Washington, DC – Today a new report commissioned by the Food and Drug Administration will recommend that U.S. restaurants reduce portion sizes, serve high calorie foods with lighter sides, advertise healthier foods, and provide greater access to nutritional information. On its way to restricting consumer choices, the report inappropriately singles out the restaurant industry as a leading cause of obesity, ignores the impact of Americans’ shrinking exercise habits, and dismisses the role of personal responsibility in dietary choices.
Center for Consumer Freedom research analyst J. Justin Wilson said: “This report ignores the best science about obesity. It implies that a picture of a salad will entice consumers to choose it over a burger, and that the public is too stupid to recognize the difference between the two.”
Study upon study has demonstrated that obesity rates in America are largely the result of an imbalance between calories-in and calories-out. Research accumulated since the 1960s shows that physical activity rates have plummeted. Unfortunately for misinformed consumers and maligned restaurants, government bureaucrats and food activists rarely recognize this reality. Instead they blame food producers for selling the products that consumers demand.
Wilson continued: “This report is the latest incremental step toward eliminating consumer choices. When groups like the Center for Science in the Public Interest are involved, one can surmise that the real issue isn’t healthy choices or menu labeling. It’s just the food police selling the same warmed-over plan and telling the rest of us what to eat.”
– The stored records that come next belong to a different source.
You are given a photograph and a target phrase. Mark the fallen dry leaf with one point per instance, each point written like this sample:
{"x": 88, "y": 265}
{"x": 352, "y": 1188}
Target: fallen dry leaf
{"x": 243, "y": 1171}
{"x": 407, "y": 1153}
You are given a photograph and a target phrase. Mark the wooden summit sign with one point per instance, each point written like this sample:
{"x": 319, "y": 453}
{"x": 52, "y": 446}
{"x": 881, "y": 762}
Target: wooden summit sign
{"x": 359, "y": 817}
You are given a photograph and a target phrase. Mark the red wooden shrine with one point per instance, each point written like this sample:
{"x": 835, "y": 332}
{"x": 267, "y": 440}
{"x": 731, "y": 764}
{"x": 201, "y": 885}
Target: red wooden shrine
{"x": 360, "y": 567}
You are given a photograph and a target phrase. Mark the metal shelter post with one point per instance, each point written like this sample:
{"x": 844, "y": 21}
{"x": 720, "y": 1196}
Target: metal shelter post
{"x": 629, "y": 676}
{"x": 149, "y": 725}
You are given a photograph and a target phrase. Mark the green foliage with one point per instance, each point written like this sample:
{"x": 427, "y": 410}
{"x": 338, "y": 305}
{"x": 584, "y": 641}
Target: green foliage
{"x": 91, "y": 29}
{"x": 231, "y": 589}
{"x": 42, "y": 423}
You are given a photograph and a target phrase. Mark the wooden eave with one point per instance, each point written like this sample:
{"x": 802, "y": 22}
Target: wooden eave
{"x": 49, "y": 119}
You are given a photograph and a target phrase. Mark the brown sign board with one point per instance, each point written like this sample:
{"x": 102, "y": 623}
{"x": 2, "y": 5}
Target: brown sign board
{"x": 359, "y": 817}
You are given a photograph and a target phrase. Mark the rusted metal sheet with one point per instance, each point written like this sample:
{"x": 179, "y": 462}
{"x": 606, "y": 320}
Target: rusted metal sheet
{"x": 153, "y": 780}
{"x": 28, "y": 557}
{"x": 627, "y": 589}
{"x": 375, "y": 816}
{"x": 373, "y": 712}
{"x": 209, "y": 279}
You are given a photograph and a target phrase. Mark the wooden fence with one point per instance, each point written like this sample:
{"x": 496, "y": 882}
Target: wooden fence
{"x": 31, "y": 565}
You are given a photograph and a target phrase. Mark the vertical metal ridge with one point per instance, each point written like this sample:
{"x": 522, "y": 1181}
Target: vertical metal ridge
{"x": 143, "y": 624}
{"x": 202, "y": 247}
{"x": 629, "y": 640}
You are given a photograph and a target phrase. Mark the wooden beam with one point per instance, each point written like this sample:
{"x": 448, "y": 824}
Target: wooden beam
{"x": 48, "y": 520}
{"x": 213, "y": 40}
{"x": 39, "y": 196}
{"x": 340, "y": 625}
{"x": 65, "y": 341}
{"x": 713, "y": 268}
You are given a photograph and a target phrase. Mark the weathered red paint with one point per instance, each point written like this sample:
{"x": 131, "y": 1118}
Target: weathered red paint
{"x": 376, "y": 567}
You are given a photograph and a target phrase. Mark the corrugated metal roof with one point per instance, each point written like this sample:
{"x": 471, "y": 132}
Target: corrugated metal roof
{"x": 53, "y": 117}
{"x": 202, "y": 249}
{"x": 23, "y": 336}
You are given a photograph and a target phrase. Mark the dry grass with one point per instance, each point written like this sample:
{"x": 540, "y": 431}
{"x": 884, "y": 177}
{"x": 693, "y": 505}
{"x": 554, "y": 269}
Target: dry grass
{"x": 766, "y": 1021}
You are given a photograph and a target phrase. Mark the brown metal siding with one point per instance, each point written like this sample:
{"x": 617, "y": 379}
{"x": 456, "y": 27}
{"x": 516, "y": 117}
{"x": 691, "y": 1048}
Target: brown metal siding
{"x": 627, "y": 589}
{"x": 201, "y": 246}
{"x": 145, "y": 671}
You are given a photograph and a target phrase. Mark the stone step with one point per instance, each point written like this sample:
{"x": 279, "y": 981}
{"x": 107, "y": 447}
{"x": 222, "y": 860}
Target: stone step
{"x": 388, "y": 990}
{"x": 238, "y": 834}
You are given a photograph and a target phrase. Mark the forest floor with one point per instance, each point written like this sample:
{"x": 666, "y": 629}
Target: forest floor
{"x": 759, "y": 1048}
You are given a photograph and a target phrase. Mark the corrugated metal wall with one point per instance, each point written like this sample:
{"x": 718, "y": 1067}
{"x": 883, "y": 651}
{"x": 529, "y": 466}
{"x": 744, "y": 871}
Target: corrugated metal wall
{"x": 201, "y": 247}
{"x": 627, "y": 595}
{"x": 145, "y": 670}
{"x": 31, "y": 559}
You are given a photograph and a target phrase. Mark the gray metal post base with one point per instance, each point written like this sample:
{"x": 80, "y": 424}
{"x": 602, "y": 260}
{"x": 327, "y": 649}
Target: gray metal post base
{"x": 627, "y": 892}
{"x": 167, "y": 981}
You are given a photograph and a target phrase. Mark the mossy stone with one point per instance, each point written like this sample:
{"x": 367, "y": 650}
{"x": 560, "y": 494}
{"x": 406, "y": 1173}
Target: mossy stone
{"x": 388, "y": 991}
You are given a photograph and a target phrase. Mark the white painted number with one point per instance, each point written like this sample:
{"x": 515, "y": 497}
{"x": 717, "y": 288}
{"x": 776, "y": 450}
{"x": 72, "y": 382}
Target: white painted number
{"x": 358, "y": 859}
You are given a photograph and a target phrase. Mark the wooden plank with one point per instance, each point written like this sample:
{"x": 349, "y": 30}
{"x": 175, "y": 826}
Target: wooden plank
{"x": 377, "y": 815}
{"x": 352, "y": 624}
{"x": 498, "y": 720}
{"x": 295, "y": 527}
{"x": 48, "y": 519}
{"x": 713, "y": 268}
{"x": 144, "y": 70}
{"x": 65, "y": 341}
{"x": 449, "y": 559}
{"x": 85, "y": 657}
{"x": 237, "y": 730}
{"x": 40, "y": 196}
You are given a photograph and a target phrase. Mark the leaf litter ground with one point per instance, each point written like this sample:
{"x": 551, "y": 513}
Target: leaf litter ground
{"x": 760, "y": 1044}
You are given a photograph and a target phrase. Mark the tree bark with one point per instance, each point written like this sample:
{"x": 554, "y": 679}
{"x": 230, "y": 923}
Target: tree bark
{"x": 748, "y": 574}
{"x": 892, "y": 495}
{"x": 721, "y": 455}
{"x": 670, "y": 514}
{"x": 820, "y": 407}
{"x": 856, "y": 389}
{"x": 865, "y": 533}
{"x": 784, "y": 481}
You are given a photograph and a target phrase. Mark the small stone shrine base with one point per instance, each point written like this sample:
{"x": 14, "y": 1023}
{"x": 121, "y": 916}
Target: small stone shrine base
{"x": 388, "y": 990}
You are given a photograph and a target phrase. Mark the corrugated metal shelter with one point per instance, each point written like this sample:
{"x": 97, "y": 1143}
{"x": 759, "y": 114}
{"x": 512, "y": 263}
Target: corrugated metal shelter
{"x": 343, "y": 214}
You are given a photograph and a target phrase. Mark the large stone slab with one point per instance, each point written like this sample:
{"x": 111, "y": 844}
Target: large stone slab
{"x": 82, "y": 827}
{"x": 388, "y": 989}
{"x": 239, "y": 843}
The FDA-commissioned report goes further, suggesting that restaurants engage in “lifestyle education” to help consumers make healthier choices.
Wilson continued, “Restaurants are in business to serve food that customers want. Visiting a restaurant to take yoga lessons makes about as much sense as ordering a cheeseburger at the gym. Any couch-potatoes who blame restaurants for their extra paunches are pointing the finger of blame squarely in the wrong direction.”